4.4 Algorithm Overview

Superblock Parsing:

1. Seek to offset 1024
2. Read 1024 bytes into ext2_super_block struct
3. Validate magic number == 0xEF53
4. Calculate: block_size = 1024 << s_log_block_size
5. Calculate: groups_count = ceil(s_blocks_count / s_blocks_per_group)
6. Determine inode_size (128 for rev 0, s_inode_size for rev 1+)

Inode Location:

Given inode number N:
1. block_group = (N - 1) / s_inodes_per_group
2. local_index = (N - 1) % s_inodes_per_group
3. inode_table_block = bgdt[block_group].bg_inode_table
4. byte_offset = inode_table_block * block_size + local_index * inode_size
5. Seek to byte_offset, read inode_size bytes

Directory Traversal:

Given directory inode:
1. Read data blocks pointed to by inode.i_block[0..11]
2. For each block:
   a. offset = 0
   b. While offset < block_size:
      - Read dir_entry at offset
      - If entry.inode != 0, process entry
      - offset += entry.rec_len

Path Resolution:

Given path "/a/b/c":
1. current_inode = 2 (root)
2. Split path by '/'
3. For each component:
   a. Read current_inode as directory
   b. Search entries for component name
   c. If found, current_inode = entry.inode
   d. If not found, return -ENOENT
4. Return current_inode

5. Implementation Guide

5.1 Development Environment Setup

Required packages (Ubuntu/Debian):

sudo apt install build-essential
sudo apt install e2fsprogs     # For mkfs.ext2, dumpe2fs, debugfs
sudo apt install hexdump xxd   # For verification

Required packages (macOS):

brew install e2fsprogs
# Note: mounting ext2 on macOS requires ext4fuse or similar

Project structure:

fsexplore/
├── Makefile
├── include/
│   ├── ext2_defs.h
│   ├── fs_context.h
│   ├── superblock.h
│   ├── block_group.h
│   ├── inode.h
│   ├── directory.h
│   └── path.h
├── src/
│   ├── main.c
│   ├── fs_context.c
│   ├── superblock.c
│   ├── block_group.c
│   ├── inode.c
│   ├── directory.c
│   └── path.c
├── tests/
│   ├── test_superblock.c
│   ├── test_inode.c
│   └── test_integration.sh
└── README.md

Makefile:

CC = gcc
CFLAGS = -Wall -Wextra -Werror -std=c11 -I include
LDFLAGS =
SRC = src/main.c src/fs_context.c src/superblock.c src/block_group.c \
      src/inode.c src/directory.c src/path.c
OBJ = $(SRC:.c=.o)
TARGET = fsexplore

all: $(TARGET)

$(TARGET): $(OBJ)
	$(CC) $(CFLAGS) -o $@ $^ $(LDFLAGS)

%.o: %.c
	$(CC) $(CFLAGS) -c -o $@ $<

clean:
	rm -f $(OBJ) $(TARGET)

test: $(TARGET)
	./tests/test_integration.sh

.PHONY: all clean test

Create test disk image:

# Create 10MB ext2 image
dd if=/dev/zero of=test.img bs=1M count=10
mkfs.ext2 test.img

# Add some content
mkdir -p /tmp/mnt
sudo mount -o loop test.img /tmp/mnt
sudo mkdir /tmp/mnt/subdir
echo "Hello World" | sudo tee /tmp/mnt/hello.txt
echo "Test file" | sudo tee /tmp/mnt/subdir/test.txt
sudo umount /tmp/mnt

# Verify with standard tools
dumpe2fs test.img 2>/dev/null | head -30
debugfs -R "ls -l /" test.img

5.2 Project Structure

See section 5.1 for directory layout. Each source file should:

  • Include only necessary headers
  • Define static functions for internal use
  • Export public functions declared in headers
  • Use consistent error handling (return -1 or NULL on error)

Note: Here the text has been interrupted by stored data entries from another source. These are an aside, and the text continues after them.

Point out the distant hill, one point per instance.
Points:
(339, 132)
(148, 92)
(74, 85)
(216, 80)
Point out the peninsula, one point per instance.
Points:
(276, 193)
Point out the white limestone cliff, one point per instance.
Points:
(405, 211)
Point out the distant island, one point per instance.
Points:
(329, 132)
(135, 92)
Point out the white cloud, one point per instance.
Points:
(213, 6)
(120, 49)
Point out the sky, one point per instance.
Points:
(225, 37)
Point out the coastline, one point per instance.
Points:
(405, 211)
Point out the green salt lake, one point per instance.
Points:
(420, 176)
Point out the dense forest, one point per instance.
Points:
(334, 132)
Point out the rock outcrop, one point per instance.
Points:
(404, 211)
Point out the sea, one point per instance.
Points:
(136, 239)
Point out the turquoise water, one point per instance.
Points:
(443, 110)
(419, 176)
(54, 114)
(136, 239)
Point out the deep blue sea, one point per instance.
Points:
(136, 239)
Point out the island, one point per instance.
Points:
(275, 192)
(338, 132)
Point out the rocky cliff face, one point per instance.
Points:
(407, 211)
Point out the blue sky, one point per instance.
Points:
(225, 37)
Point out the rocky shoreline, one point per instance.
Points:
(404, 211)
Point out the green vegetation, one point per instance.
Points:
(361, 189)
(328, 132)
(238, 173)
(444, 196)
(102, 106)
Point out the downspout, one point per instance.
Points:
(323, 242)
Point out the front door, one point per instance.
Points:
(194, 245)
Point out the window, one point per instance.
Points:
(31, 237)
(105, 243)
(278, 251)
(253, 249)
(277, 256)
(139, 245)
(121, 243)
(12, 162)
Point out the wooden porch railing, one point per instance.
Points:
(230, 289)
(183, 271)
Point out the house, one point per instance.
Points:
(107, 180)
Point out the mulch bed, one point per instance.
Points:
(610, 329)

5.3 The Core Question You Are Answering

“How does a filesystem actually store my files on disk? What does ‘ext2’ really mean?”

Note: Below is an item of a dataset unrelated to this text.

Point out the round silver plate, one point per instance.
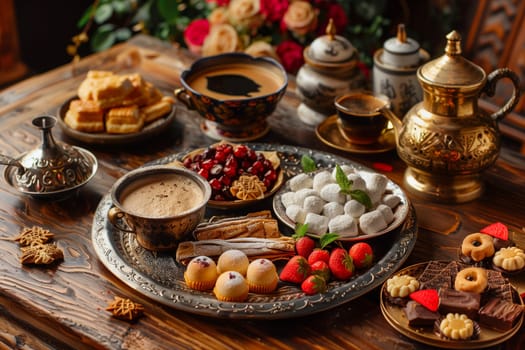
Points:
(159, 276)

When you create a file named “hello.txt” and write “Hello World” to it, where do those bytes actually go? How does the OS know which disk sectors contain your file versus someone else’s?

Most developers treat filesystems as black boxes. This project rips away the abstraction. You will read raw disk bytes and decode the exact structures that ext2 uses. When you finish, you will see filesystems not as magic, but as elegant data structures mapped onto persistent storage.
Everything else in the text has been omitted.